The Importance of Emotional self-regulation in Children

When it comes to children of any age, parenting is tough. One might think they know the answer, and then the question is changed. 

Like us, children sometimes find it challenging to regulate their emotions which often leads to meltdowns and the inability to problem-solve. 

Emotional self-regulation is as follows: Emotional self-regulation refers to the ability to control and be aware of one’s emotions to take on tasks more effectively.

Although this may seem impossible in little humans, it is vital for ongoing development. Children learn to self-regulate over time – some benefits include the following: 

  • Improvement in emotional intelligence 
  • A sense of self-discipline may develop 
  • Becoming more independent 
  • Adapting better to environmental changes

As adults, we often find it difficult to control and manage our emotions and behaviours, so the question you may be asking yourself now is, “How am I supposed to get my screaming child to manage and control their emotions?”
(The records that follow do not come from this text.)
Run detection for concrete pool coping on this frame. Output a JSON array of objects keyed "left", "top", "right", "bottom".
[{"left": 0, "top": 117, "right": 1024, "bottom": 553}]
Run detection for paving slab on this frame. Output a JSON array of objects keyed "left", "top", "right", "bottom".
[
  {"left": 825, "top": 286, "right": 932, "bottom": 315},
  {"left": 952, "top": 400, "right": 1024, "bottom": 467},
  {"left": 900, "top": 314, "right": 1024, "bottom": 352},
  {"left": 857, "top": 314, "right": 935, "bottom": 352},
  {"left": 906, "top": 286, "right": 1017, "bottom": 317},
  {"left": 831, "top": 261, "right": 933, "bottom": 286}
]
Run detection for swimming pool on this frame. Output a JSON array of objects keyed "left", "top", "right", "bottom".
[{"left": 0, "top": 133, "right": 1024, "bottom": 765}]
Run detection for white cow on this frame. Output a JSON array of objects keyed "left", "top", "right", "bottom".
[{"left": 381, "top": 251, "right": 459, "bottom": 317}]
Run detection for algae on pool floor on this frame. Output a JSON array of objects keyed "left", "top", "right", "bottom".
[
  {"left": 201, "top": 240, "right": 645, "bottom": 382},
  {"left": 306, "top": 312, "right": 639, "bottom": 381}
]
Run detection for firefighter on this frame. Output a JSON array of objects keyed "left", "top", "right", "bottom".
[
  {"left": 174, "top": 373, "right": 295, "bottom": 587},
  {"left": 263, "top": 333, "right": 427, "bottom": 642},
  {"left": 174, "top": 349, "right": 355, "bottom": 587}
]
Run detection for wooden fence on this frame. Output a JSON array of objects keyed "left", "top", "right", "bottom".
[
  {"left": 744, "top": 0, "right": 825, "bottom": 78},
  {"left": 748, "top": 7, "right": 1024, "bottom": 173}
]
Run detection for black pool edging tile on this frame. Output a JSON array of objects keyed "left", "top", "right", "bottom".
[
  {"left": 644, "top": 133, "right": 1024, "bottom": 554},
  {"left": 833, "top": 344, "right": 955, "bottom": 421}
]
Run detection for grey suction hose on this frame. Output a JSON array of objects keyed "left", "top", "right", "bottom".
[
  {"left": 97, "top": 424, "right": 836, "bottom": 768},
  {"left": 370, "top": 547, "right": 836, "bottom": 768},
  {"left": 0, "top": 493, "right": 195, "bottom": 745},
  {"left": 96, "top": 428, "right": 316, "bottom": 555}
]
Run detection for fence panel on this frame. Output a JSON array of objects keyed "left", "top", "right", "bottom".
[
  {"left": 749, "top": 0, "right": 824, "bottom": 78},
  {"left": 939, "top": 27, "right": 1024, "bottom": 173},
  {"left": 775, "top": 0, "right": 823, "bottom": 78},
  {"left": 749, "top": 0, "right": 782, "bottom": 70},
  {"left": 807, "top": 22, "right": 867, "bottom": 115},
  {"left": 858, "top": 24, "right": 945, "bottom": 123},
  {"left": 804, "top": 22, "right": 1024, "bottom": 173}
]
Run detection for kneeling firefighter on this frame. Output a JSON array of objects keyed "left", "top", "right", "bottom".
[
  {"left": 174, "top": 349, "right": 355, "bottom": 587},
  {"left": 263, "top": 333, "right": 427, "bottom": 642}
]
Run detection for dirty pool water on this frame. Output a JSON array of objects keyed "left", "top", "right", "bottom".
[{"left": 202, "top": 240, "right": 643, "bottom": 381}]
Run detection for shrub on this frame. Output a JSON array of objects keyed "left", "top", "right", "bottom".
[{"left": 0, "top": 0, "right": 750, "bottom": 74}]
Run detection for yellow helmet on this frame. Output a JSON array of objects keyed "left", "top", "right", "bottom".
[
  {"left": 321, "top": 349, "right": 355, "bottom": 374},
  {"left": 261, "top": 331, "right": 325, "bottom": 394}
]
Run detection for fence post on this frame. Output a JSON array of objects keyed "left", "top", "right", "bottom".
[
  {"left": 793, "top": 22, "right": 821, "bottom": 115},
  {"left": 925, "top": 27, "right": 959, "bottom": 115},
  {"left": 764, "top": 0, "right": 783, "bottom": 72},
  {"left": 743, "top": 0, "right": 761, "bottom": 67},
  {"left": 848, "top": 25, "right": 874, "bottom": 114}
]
Well, here are a few simple ideas to get you started.

Number 1:  regulate your own emotions and body before approaching the situation and trying to help your child handle it. It is often said that children feed off of their parent’s emotions and behaviours. As hard as it may be – try to sound calm. It would help if you also let them identify how they may feel. (Feelings chart can assist)

Number 2: Participate in regulation strategies with your child. This may be things like spending time in a calm and quiet place; the critical component is a connection or tense and release activities (ball up your fists as tightly as you can while breathing in and releasing your fist or exhaling). There are many more effective strategies, but this step’s primary focus is establishing a calmer environment.

Number 3: Make use of a problem-solving wheel with different strategies. Visual aids may benefit your child as they can act as a reminder of regulation strategies.

Number 4: Verbal reminder: talk your child through each strategy. Allow them to choose which method they would like to use. Giving your child choices is always an excellent technique to establish independence. 

Number 5: Listen to your child and ensure that you allow them to express their needs, working collaboratively to find solutions that may be helpful. 

These simple suggestions make it easier for you as a parent to connect with your child’s emotions and allow them to establish and regulate their feelings.

We tend to forget that our little people are people and sometimes require a helping hand to navigate life.